Publishing academic content as HTML or PDF?


It seems, that both options are possible. Some papers can be downloaded in PDF format, other are in HTML formatted. Sometimes we see the Wiki syntax too. But which of the format is right?
The first idea might be, that HTML is superior to PDF, because PDF is a book format and can't be modified. That is the reason, why Wikipedia is not using PDF but the Wiki-syntax. The question is: does this make sense for research papers too? Let us suppose, that HTML advocates are trying to overcome the PDF format and force the authors to upload HTML content which can be easily shown in any browser. That is equal to a scientific blog which can be edited later and annotated with comments. There is no need for publishing papers anymore, because we have a blog.
But, are academic blogs are able to replace academic papers? The problem with blogs is, that they were not designed for archiving in mind. Instead the idea is to write something down, link to it and after some month the content get lost, because the website is no longer available. It is very complicated to export a complete Blog into a different format. Even the author of a blog has problems in doing so, and archiving an external blog is often not possible.
The reason why PDF is widespread used for academic publication has a good reason. It is the superior fileformat. Even if the file is not printed out, it makes sense to store a paper into such a format. PDF can collect not only the text itself, but also the pictures and the tables. Today, the standard format for academic is PDF or Postscript, that means, any paper of the 50M available papers are provided in the PDF format. I would guess, that this will not change in the future. The only thing what become possible is a new pdf version, for example with better compression or something like this.

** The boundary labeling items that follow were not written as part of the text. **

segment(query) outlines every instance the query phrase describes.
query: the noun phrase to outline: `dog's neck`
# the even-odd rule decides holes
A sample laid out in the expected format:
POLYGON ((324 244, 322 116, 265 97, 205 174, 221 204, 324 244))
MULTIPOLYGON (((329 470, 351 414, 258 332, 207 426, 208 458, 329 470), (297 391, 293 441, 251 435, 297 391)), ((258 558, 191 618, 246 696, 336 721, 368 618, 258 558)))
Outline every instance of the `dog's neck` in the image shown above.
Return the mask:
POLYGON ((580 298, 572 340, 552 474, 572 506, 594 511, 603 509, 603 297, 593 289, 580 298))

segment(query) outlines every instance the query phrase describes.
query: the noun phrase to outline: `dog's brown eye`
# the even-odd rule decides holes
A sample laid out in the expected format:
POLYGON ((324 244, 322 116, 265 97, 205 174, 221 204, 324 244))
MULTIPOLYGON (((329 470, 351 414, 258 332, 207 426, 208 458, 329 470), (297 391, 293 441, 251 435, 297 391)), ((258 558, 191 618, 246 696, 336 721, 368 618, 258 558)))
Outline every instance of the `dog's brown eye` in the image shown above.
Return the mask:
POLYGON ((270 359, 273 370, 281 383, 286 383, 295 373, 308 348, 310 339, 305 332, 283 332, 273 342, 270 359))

But replacing pdf with HTML is not possible.
Between an academic blog and an academic paper there is a difference. An academic paper has an indepth focus. That means, it contains lots of literature references and is focused on an expert audience. Above an academic paper there is no higher form in writing. That means, if the pdf format together with 200 bibliographic references is not enough to explain quantum computing and neural networks, then no other format can do so. Instead, a blog is a colloquial form of text. It is often created for entertainment reasons, discuss lighter topics and the invested energy by the author is small. It make sense to use PDF for heavy content, while HTML for lighter content.

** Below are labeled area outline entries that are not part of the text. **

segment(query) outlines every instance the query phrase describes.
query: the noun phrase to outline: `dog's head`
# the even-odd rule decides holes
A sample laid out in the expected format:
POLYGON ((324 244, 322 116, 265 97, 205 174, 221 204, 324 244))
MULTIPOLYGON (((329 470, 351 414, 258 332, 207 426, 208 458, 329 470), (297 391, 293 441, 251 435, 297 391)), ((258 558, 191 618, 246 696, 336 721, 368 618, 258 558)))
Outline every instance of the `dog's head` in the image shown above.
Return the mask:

The main idea behind PDF is, that the paper gets a unique identification. In the simplest form it is an url, but sometimes a doi and a bibtex entry too. A pdf file is closed system, which is created with a timestamp and then gets archived. It is not a living project or a discussion forum, it is written for eternity.
Some journals like PLOS one have both formats in parallel. The user sees the rendered HTML text on the screen, but he can also download the PDF format. In my opinion, it is enough to only provide the PDF file. If a researcher is not interested in reading a pdf file, he is not interested in the article at all. It is not possible to decrease the barrier and make the content easily accessible. A good academic paper is hard to read.